Artificial intelligence is speeding up the cataloguing of insect collections
Researchers at the Museum für Naturkunde Berlin have teamed up with data scientists to develop a new method for extracting label information from digitised insect specimens in a largely automated process.
Researchers at the Museum für Naturkunde Berlin have teamed up with data scientists to develop a new method for extracting label information from digitised insect specimens in a largely automated process. The pipeline, called ELIE, uses artificial intelligence to reliably recognise and analyse printed labels. This eliminates much of the previously time-consuming manual transcription work – a significant step forward for the digitisation of natural history collections worldwide.
With over a million described species, insects represent the most species-rich group of all living organisms. Natural history collections worldwide preserve around 500 million insect specimens collected over the past three centuries. Each of these specimens bears labels containing key information such as the location, date of collection or collector’s name. This data forms an indispensable basis for research in the fields of taxonomy, evolutionary biology and ecology.
Despite modern high-throughput methods for digitising collection items, the transfer of this label information has so far been carried out predominantly by hand. Researchers at the Museum für Naturkunde Berlin (MfN) have now, in collaboration with experts in digitisation and data science, developed a new pipeline that significantly simplifies and accelerates this process.
The ELIE (‘Entomological Label Information Extraction’) pipeline automates several steps of label analysis. Using image processing and machine learning techniques, ELIE identifies individual labels on digital images, aligns them and distinguishes between printed and handwritten text. Printed labels are automatically read using text recognition, whilst handwritten information is specifically separated for later manual processing. In addition, the system groups labels with identical content together, so that recurring information only needs to be checked once.
“With ELIE, we are alleviating one of the biggest bottlenecks in the digitisation of entomological collections,” says Margot Belot, data manager at the Museum für Naturkunde Berlin. “The automated analysis of printed labels significantly reduces the workload for researchers and curators and enables us to make our collections available for research more quickly and systematically.”
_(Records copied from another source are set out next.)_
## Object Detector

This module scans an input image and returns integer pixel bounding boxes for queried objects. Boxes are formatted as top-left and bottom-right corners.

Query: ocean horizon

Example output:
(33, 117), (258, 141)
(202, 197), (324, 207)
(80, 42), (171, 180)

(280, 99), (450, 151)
The new pipeline was tested, among other things, on 26,000 label images from the approximately 650,000 insect specimens that the Museum für Naturkunde Berlin digitised between 2022 and 2023 using a high-speed digitisation line from Picturae. The analysis shows that – depending on the degree of label duplication – information can be automatically extracted from up to almost 90 per cent of the printed labels. Further tests using datasets from the Smithsonian National Museum of Natural History in Washington and the Museum of Comparative Zoology at Harvard University demonstrate that ELIE can also be reliably applied to previously unknown collections.
The results were published in the journal Methods in Ecology and Evolution. The researchers view ELIE as a key component for the future digitisation of natural history collections and a contribution to the better utilisation of these unique archives of biological diversity.